### Introduction to linear regression

Whenever you come across a few variables that seem to be dependent on each other, you might want to explore the linear regression relationship between the variables. linear regression relationship can help you assess:

- The strength of the relationship between the variables
- Possibility of using predictive analytics to measure future outcomes

This article will discuss how linear regression can help you with examples.

### Advantages of linear regression

**Establishing the linear relationship can be incredibly advantageous if measuring the response variables is either time-consuming or too expensive. In such a scenario, linear regression can help you make soft savings by reducing the consumption of resources. **

Linear regression can also provide scientific evidence for establishing a relationship between cause and effect. Therefore the method is helpful in **submitting evidence to the regulatory agencies** to **justify your process controls**. In the life-science industry, linear regression can be used as a scientific rationale in the **quality by design** approach.

### Types of linear regression

There are three major types of linear regression as below:

- Simple linear regression: Useful when there is one independent variable and one dependent variable
- Multiple linear regression: Useful when there are multiple independent variables and one dependent variable

Both types of linear regression methods mentioned above need to meet assumptions for Linear regression. You can find these assumptions in our previous article here.

This article will see one example of simple linear regression and one example of multiple linear regression.

### Simple linear regression

To understand how to model the relationship between one independent variable and one dependent variable, let’s take the simple example of the BMI dataset. We will explore if there is any relationship between the height and weight of the individuals. Therefore, our Null hypothesis is that ‘There is no relationship between weight and height of the individuals’.

Step I

Let’s start by Importing the data. To do this drag and drop your data in the Data Input fields. You can also browse to upload data from your computer.

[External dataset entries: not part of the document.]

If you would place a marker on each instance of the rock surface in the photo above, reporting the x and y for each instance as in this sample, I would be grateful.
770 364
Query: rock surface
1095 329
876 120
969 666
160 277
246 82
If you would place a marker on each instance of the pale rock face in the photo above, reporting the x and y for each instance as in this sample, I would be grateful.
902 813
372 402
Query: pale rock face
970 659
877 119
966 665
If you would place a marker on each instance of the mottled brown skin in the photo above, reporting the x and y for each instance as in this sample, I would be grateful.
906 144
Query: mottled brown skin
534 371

DataPandit divides your data into train set and test set using default settings where (~59%) of your data gets randomly selected in the train set and the remaining goes into the test set. You have the option to change these settings in the sidebar layout. If your data is small you may want to increase the value higher than 0.59 to include more samples in your train set.

#### Step II

The next step is to give model inputs. Select the dependent variable as the response variable and the independent variable as the predictors. I wanted to use weight as a dependent variable and height as an independent variable hence I made the selections as shown in the figure below.

#### Step III

Next refer to articles for Pearson’s correlations matrix, box-plots, and models assumptions plot for pre-modeling data analysis. In this case, Pearson’s correlation matrix for two variables won’t display as it is designed for more than two variables. However, if you still wish to see it you can select the height and weight both as independent variables and it will display. After you are done, just remove weight from the independent variables to proceed further.

#### Step IV

The ANOVA table displays automatically as soon as you select the variables for the model. Hence, after the selection of variables you may simply check the ANOVA table by going to the ANOVA Table tab as shown below:

The p-value for Height in the above ANOVA table is greater than 0.05 which indicates that there are no significant differences in weights of individuals with different heights. Therefore, we fail to reject the null hypothesis. The R squared value and Adjusted R Squared value are also close to zero indicating that the model may not have a high prediction accuracy. The small F- statistic also supports the decision to reject the null hypothesis.

#### Step V

If you have evidence of a significant relationship between the two variables, you can proceed with train set predictions and test set predictions. The picture below shows the train set predictions for the present case. You can consider this as a model validation step where you evaluating the accuracy of predictions. You can select confidence intervals or prediction intervals in the sidebar layout to understand the range in which future predictions may lie. If you are happy with the train and test predictions you can save your model using the ‘save file’’ option in the sidebar layout.

#### Step VI

It is the final step in which you use the model for future prediction. In this step you need to upload the saved file using the Upload Model option in the sidebar layout. Then you need to add the data of predictors for which you want to predict the response. In this case, you need to upload the CSV file with the data for the model to predict weights. While uploading the data to make predictions for unknown weights, please ensure that you don’t have the weights column in your data.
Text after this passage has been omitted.